"Us" -A Retrospective
A Retrospective by two special artists
In Bailiffgate 11 Sept 2025- 14 Dec 2025
Sarah Bradford's personal statement:
Looking at this body of work made over a lifetime, it is clear I have ranged far and wide for my subject. Inspiration has come from the things that touch me: music, places, objects, interiors, and, for the past twenty years, landscape. It is autobiographical in a sense because it relates to my experience of the day to day and its concerns are the ordinary and familiar.
Colour has played a huge role defining mood, time of day or year along with the mark making that becomes the language of equivalents indicating not only the formal qualities of painting such as structure, form, depth and surface, but also the emotional key upon which it depends. Brushes, scrapers and hands are used to that end. Oil paint of different consistencies is progressively laid down: scumbled, blotted, scraped over extended periods of working until the surface becomes saturated with incident and activated by its own history.
Geoffrey Bradford's personal statement :
It is difficult to write about what it is I do, to find a phrase that succinctly characterises my work. Early on it was straight forward; I went to art school and gravitated towards figure modelling and drawing. I learnt traditional craft skills, processes, and methods of production. That has stayed with me and formed the basic grammar that developed over time into a personal vocabulary. My father had a foundry, and I was drawn quite naturally towards the alchemy of transformation of material through moulding and casting.

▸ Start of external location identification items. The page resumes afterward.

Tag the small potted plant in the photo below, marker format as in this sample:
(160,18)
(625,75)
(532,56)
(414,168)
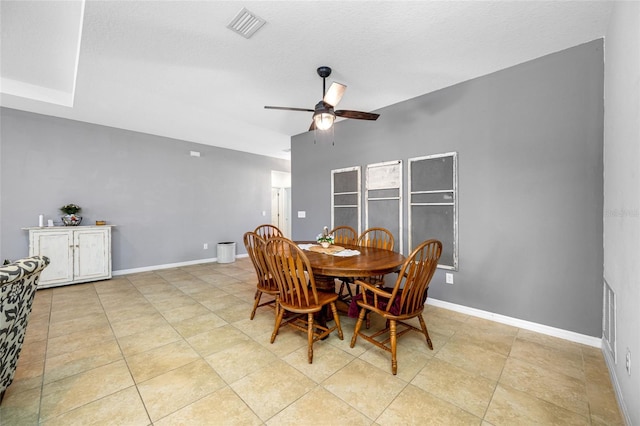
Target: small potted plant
(325,240)
(71,217)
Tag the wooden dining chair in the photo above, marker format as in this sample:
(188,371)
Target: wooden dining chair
(344,235)
(402,302)
(267,231)
(380,238)
(266,284)
(376,237)
(298,294)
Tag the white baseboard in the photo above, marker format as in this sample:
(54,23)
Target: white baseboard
(611,365)
(169,265)
(527,325)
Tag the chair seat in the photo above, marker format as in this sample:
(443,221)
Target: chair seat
(324,298)
(382,305)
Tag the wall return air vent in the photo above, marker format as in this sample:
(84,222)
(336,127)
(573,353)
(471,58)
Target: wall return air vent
(246,23)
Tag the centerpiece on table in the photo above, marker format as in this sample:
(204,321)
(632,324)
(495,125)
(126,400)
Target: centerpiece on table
(71,217)
(325,239)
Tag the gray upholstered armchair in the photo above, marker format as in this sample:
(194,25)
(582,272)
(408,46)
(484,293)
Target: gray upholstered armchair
(18,281)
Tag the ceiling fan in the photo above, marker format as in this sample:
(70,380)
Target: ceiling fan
(324,114)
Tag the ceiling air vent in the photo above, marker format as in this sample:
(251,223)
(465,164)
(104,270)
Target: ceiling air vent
(246,23)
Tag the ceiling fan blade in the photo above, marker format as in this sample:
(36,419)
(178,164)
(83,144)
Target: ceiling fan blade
(358,115)
(290,108)
(334,94)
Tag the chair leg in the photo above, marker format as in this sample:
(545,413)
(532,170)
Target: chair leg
(394,346)
(334,309)
(277,326)
(356,330)
(310,336)
(424,330)
(256,302)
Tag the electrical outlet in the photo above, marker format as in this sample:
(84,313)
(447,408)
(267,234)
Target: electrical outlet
(628,364)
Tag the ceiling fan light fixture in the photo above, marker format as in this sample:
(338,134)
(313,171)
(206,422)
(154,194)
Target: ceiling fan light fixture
(323,117)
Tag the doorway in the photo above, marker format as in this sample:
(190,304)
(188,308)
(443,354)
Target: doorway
(281,201)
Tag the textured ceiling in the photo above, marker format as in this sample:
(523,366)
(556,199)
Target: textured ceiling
(174,69)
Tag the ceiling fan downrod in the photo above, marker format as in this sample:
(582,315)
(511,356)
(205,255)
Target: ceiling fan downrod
(324,72)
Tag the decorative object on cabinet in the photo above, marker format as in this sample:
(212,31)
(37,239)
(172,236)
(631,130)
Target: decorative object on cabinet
(78,254)
(71,217)
(18,281)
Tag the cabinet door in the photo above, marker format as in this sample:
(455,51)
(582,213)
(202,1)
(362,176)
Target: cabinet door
(92,259)
(58,247)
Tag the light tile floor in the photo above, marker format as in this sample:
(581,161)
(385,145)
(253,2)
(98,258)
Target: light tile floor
(176,347)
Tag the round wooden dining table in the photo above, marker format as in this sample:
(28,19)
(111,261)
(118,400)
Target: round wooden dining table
(370,262)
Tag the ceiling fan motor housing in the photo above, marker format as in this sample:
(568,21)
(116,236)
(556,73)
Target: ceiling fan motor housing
(324,71)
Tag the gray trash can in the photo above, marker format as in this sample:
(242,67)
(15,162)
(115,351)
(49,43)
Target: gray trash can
(226,252)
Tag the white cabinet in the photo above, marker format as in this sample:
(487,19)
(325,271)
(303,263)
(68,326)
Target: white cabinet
(77,253)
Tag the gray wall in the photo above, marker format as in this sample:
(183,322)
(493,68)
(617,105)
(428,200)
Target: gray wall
(165,203)
(529,140)
(622,194)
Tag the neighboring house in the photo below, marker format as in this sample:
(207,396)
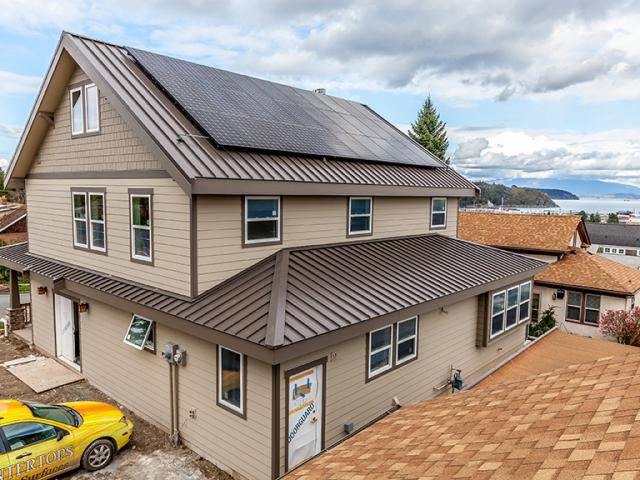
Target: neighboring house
(580,286)
(617,241)
(298,248)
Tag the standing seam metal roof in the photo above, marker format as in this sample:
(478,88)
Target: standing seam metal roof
(300,293)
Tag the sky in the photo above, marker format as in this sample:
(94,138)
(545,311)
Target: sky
(529,89)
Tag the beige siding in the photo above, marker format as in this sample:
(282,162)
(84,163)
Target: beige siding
(115,148)
(42,319)
(445,339)
(49,219)
(306,221)
(140,381)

I am a maker. I have an idea but never sure of where it will lead or where the process will take me. It is this not knowing that challenges and excites me. It is a materials led process that begins by my sorting and laying out fragments of found and salvaged materials: tearing, folding, cutting and combining, adding colour and drawing, or scraping away to reveal hidden layers and textures to evoke another reality. For years I created boxes made from all manner of found materials gleaned off beaches. Others have described them as being like reliquaries. To begin with they were open boxes, then partially glazed and finally fully glazed which led to the excavation series “Finding Stories” where moulded and cast objects were combined with studio waste and wrapped like an archaeological exhibit - puzzling and not able to be defined. My most recent collaged work revisit’s old themes: the coast, above the land, exploring rooms, glasshouses. I want and like to be surprised.